Court rules that L.A. can’t destroy homeless people’s property

Up to 7,000 people congregate in downtown Los Angeles' skid row each day, says an attorney representing the homeless. A federal appeals court ruled that even when warned of cleanups, homeless people have a right not to have their belongings seized.
(Wally Skalij / Los Angeles Times)

Los Angeles and other cities are barred by the U.S. Constitution from randomly seizing and destroying property homeless people temporarily leave unattended on city streets, a federal appeals court decided Wednesday.

Upholding a court order against Los Angeles, a panel of the U.S. 9th Circuit Court of Appeals ruled, 2-1, that the personal possessions the homeless leave for a short time on city sidewalks may be taken only if the possessions pose an immediate threat to public safety or health or constitute criminal evidence.

Even then, the court said, the city may not summarily destroy the property and must notify the owners where they can pick it up.


Wednesday’s ruling came as cities across the state grapple with ways to keep streets clean and safe without running afoul of the rights of the homeless who live there.

“Look, it is a difficult situation, but the question is: Is there some exception when it comes to the homeless that you don’t destroy people’s property without due process?” said Carol Sobel, who represented the homeless in the case. “And the court said, no.”

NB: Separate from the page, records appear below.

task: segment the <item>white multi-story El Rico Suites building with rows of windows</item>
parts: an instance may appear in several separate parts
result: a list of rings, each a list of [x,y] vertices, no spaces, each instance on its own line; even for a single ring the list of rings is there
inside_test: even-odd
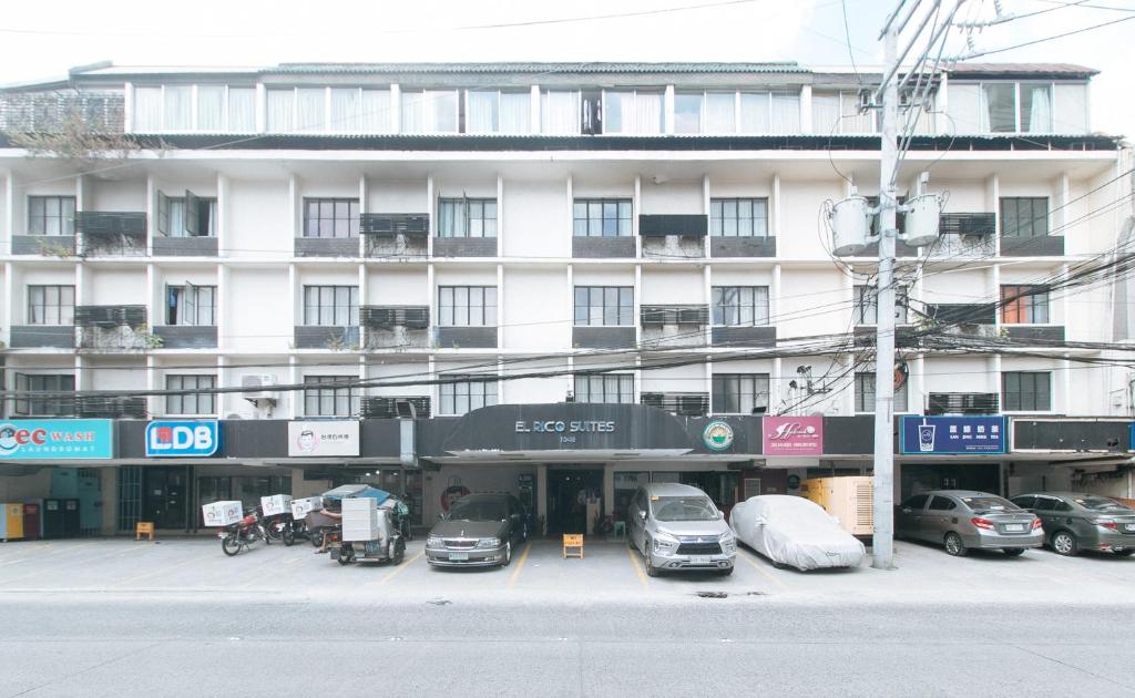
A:
[[[1127,301],[1083,276],[1121,255],[1133,191],[1092,75],[960,65],[903,96],[900,192],[928,173],[948,200],[938,244],[899,246],[896,412],[1003,434],[919,455],[898,421],[897,494],[1129,496],[1092,474],[1132,446],[1127,375],[1100,363]],[[8,89],[0,502],[191,528],[200,503],[361,479],[427,521],[518,491],[560,530],[580,489],[617,520],[651,479],[728,507],[869,472],[875,252],[834,258],[825,210],[877,193],[878,78],[99,65]],[[770,445],[776,417],[817,431]],[[30,457],[22,424],[72,418],[114,420],[107,457]],[[296,451],[288,422],[335,418],[358,431]],[[199,419],[220,420],[211,456],[146,451],[145,420]]]

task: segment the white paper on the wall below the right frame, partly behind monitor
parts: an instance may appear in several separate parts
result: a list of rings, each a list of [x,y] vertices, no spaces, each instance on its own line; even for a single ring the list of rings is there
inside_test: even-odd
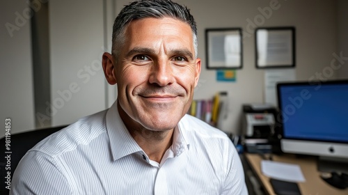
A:
[[[295,69],[265,70],[264,71],[264,102],[278,105],[276,84],[280,81],[296,80]]]

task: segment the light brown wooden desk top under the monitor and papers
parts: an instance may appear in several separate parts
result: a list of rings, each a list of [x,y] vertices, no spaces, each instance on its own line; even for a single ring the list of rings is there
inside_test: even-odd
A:
[[[261,172],[261,160],[260,155],[257,154],[244,154],[246,162],[251,166],[253,173],[258,177],[262,183],[265,191],[268,194],[274,194],[269,178],[264,176]],[[296,158],[294,155],[273,155],[273,160],[276,162],[286,162],[291,164],[298,164],[301,166],[303,176],[306,178],[306,182],[299,182],[299,189],[302,195],[340,195],[348,194],[348,189],[342,190],[332,187],[327,184],[317,171],[317,161],[314,157]]]

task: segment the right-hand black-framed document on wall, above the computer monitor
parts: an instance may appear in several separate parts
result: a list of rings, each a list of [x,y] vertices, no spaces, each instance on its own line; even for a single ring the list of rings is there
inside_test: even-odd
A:
[[[290,68],[295,66],[295,28],[255,29],[256,68]]]

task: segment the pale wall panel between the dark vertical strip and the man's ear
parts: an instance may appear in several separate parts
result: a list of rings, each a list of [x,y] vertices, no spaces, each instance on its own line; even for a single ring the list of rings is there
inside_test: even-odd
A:
[[[49,1],[53,126],[106,108],[103,13],[103,1]]]

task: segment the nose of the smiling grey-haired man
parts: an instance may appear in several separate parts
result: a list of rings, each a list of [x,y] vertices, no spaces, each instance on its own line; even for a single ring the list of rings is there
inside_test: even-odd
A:
[[[153,66],[149,78],[150,84],[166,86],[173,84],[173,65],[170,61],[159,60]]]

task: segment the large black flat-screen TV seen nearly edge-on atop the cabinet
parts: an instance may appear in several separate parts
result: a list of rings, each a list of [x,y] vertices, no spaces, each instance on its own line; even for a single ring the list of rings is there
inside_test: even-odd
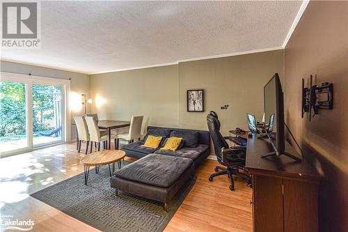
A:
[[[284,127],[284,98],[282,86],[278,73],[267,82],[264,86],[264,117],[267,120],[270,119],[270,127],[272,130],[265,130],[267,137],[274,148],[274,152],[263,155],[267,157],[269,155],[287,155],[294,160],[299,160],[285,150],[285,127]],[[273,122],[273,123],[272,123]]]

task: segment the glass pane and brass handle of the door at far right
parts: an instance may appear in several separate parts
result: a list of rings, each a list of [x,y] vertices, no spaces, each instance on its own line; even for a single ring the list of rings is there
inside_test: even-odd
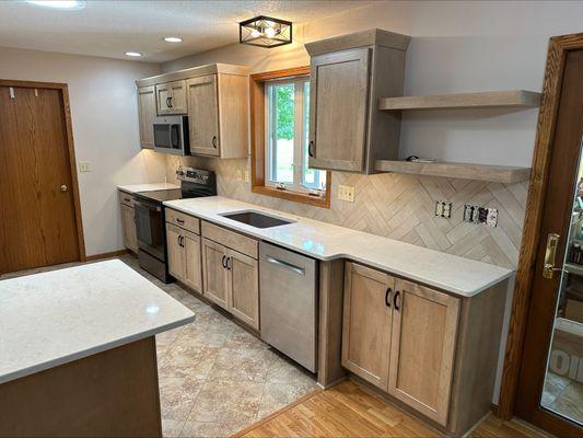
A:
[[[582,142],[583,145],[583,142]],[[581,152],[569,228],[563,231],[563,261],[552,263],[547,244],[548,275],[560,275],[552,339],[540,406],[583,425],[583,165]],[[547,262],[549,262],[547,264]],[[547,277],[548,278],[548,277]]]

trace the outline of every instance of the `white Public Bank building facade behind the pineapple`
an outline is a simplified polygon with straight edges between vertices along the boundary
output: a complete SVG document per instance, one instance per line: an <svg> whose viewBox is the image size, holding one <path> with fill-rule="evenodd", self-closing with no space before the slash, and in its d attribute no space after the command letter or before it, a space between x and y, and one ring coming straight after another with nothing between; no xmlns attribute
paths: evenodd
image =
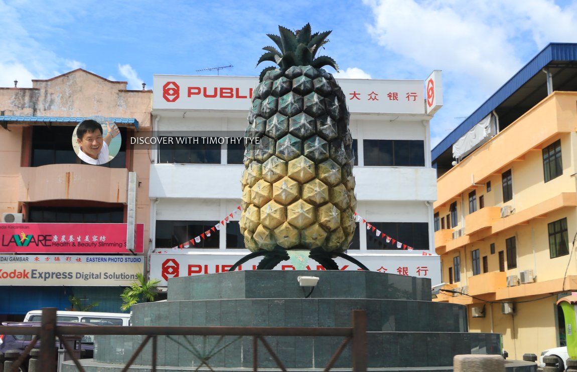
<svg viewBox="0 0 577 372"><path fill-rule="evenodd" d="M440 283L429 127L442 105L440 71L426 82L338 82L347 97L357 157L357 231L347 254L374 271ZM151 278L164 285L174 276L226 271L250 253L238 227L243 143L230 143L235 141L230 138L244 135L257 83L256 77L154 77L155 137L150 141L161 144L151 149L149 266ZM211 141L230 144L206 143ZM337 261L341 269L358 269ZM251 260L240 269L257 263ZM297 264L285 261L276 269L295 268ZM302 268L320 265L309 260Z"/></svg>

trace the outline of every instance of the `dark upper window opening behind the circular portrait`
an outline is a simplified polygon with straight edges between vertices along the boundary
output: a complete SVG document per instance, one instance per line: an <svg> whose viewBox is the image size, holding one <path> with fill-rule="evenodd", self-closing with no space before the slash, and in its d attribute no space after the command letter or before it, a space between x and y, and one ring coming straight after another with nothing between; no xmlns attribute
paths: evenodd
<svg viewBox="0 0 577 372"><path fill-rule="evenodd" d="M107 168L126 168L126 128L119 127L120 150L113 160L100 165ZM83 164L72 149L74 126L33 126L31 166L49 164Z"/></svg>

Los Angeles’ skid row of 50 square blocks downtown is filled every day with as many as 7,000 people with no permanent home, and shelters can house only about 5,500 of them, she said. Those shelters require lodgers to leave during the day.

The dispute began after Los Angeles posted notices last year warning that a city ordinance required street dwellers to remove their possessions during certain clean-up days.

City workers, accompanied by police, seized and destroyed property they found unattended. On several occasions, the city confiscated property even when its owner was present, the court said.

Nine homeless people sued after losing their possessions, including personal identification documents, medications, family memorabilia, toiletries, cell phones, sleeping bags and blankets. The men and women had left their property in carts provided by social service groups.


A district court ruled for the homeless, and the city appealed. In upholding an injunction against Los Angeles, the 9th Circuit said a person does not lose his or her 4th Amendment protection from unlawful seizures by violating a city ordinance.

“Were it otherwise, the government could seize and destroy any illegally parked car or unlawfully unattended dog,” Judge Kim McLane Wardlaw, who was appointed by President Bill Clinton, wrote for the majority.

A dissenting judge argued the homeless had been given adequate warning to remove their possessions and were provided with a warehouse for storing them.

“Common sense and societal expectations suggest that when people leave their personal items unattended in a public place, they understand that they run the risk of their belongings being searched, seized, disturbed, stolen, or thrown away,” wrote Judge Consuelo M. Callahan, who was appointed by President George W. Bush.

An attorney for the city was unavailable to comment.